Major automakers around the world are looking towards India and China to shore up their balance sheets even as sales continue to fall in developed nations.
German auto manufacturer Volkswagen, which recently launched its second vehicle in India, has declared that it expects China to be its No1 market in 2008, surpassing even its home market where it enjoys a huge market share. Coming from the No 3 global automaker, this statement speaks volumes of the vehicular growth in China. (See: Volkswagen launches Jetta in India)
While sales slowed in June, Volkswagen Group still projects it will sell just over 1 million cars in China this year, slightly more than in Germany, Automotive News Europe reported Sunday.
"The one million figure is still on," Jorg Mull, executive vice president of the finance department for Volkswagen Group China, told Automotive News Europe. "The market will hit at least 15 percent growth this year, even though overall Chinese growth has slowed a bit."
VW rang up 531,614 sales in China in the first six months, up 23.2 per cent from the year-ago period. In Germany, it sold 534,390 units, an increase of 3.7 per cent.

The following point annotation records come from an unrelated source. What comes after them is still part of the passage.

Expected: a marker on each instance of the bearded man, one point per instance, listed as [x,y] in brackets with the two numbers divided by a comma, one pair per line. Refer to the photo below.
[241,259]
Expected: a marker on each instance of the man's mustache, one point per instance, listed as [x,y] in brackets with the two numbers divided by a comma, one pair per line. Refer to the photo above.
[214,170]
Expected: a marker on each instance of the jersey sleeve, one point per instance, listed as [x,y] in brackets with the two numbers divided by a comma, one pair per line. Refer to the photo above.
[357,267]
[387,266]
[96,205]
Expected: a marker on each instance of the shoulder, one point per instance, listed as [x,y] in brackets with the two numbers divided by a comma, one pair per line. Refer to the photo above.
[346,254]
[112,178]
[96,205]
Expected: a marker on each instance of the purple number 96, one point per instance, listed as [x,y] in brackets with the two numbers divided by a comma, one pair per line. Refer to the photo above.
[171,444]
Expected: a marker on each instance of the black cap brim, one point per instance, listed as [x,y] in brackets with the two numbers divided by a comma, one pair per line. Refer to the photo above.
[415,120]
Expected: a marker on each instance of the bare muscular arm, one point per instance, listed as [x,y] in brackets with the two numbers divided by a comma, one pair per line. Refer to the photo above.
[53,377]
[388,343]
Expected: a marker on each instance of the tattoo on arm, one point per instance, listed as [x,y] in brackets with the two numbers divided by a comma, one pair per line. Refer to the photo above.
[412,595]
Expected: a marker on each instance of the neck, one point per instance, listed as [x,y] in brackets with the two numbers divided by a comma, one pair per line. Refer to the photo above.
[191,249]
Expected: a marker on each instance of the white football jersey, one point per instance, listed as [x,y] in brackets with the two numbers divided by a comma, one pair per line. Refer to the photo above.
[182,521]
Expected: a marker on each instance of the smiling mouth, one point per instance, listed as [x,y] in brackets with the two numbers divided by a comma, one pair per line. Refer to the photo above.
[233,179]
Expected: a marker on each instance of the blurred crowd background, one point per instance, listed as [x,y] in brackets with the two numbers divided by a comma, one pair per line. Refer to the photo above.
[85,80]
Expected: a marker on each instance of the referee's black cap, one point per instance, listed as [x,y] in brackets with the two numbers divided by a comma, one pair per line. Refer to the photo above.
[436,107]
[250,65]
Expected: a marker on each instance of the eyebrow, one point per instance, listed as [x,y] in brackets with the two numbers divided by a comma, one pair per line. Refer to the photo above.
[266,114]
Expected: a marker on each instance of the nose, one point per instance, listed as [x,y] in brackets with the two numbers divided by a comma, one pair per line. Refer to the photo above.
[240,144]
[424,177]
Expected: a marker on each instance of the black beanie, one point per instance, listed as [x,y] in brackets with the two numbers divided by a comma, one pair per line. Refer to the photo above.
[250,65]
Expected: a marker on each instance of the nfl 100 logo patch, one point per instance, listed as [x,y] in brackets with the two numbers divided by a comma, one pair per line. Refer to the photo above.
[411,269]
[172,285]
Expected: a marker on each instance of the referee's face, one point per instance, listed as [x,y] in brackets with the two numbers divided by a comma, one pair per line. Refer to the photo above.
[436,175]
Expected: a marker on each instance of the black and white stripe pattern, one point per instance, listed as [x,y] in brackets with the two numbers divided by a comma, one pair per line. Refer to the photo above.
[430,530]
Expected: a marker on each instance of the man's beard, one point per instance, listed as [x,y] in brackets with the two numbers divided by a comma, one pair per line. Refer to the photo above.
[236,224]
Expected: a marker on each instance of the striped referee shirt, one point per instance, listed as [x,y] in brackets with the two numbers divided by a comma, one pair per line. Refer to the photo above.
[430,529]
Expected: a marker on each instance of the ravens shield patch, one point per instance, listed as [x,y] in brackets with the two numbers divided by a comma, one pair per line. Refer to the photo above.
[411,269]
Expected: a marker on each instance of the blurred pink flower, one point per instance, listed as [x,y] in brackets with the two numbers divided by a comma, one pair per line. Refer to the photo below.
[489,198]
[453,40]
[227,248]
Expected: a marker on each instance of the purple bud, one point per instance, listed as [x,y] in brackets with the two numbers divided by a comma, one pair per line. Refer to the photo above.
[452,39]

Volkswagen, which sells VW, Audi and Skoda cars in China, has a 19.1 per cent market share in the Asian nation and is the largest foreign automaker in the country. The company, via its Volkswagen Group China subsidiary has thirteen joint ventures in China, with Shanghai Automotive Industry Corporation (SAIC), and First Automobile Works (FAW) being the two major Chinese partner companies.